The only other published data on whole pituitary gland volume in a similar age group as in our study are by Takano et al. In their study on 199 Japanese children aged 0 to 19 years a growth spurt was observed which was more prominent in girls, unlike that seen in our study. They also reported gradual growth of the posterior pituitary without a spurt however, in our study there was no growth of the posterior pituitary observed. This study reported average pituitary volumes in males and female in the age group of 10 to 19 years of 0.51 cc and 0.61 cc respectively which correspond to the results of our study.
It has been well documented that the size of the pituitary varies with age. Some authors have also reported sex differences in pituitary volumes with females having slightly larger glands[13,14]. Our study did not show a statistically significant difference in pituitary volume between the two sexes. Changes in the shape of the upper surface of the pituitary gland occur with age and are more pronounced in females varying from concave to flat and a convex bulging appearance[15,16]. The results of these studies are similar to our own.
There is a vast variation in the shape of the normal pituitary gland. In distinction to a study performed on prepubertal children in Australia our study showed a significant positive correlation between linear dimensions and volume which was greatest for pituitary height.
|Shape Grade in Sagittal|
|Pituitary Volume by Ellipsoid formula||0.1880||0.0575||0.3470||0.1491||0.3820||0.1125||0.4660||0.1637||0.6720||0.1270|
|Pituitary Volume by Region of Interest||0.3250||0.0976||0.5350||0.1554||0.4880||0.1395||0.5580||0.1141||0.8050||0.2335|
|Shape Grade in Coronal|
|Pituitary Volume by Ellipsoid formula||0.1860||0.0811||0.2880||0.1172||0.4190||0.1095||0.4370||0.1694||0.6420||0.1357|
|Pituitary Volume by Region of Interest||0.3320||0.1370||0.4690||0.1592||0.5240||0.1379||0.5310||0.1245||0.7700||0.2202|
Our study may be limited by selection bias as the high cost of MRI examination prohibited inclusion of normal volunteers in the study. Patients without imaging or clinical evidence of neuroendocrine pathology were selected.

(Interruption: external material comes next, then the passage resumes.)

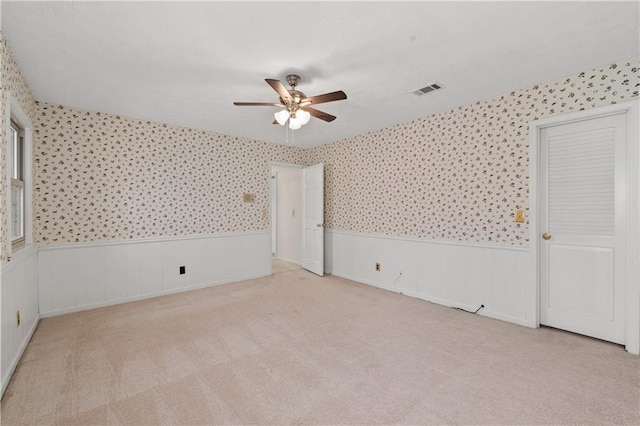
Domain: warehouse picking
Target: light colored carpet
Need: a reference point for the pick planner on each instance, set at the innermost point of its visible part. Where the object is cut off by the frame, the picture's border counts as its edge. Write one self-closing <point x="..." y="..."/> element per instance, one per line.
<point x="294" y="348"/>
<point x="279" y="265"/>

We has assessed two methods for measuring pituitary volume and provided reference values for normal pituitary dimensions and volume in an Indian population in the age group of 10 to 19 years. Both linear and volumetric measurement of pituitary volume showed a strong positive correlation. There was an increase in pituitary volume with age. There was no significant sex related difference in pituitary volume.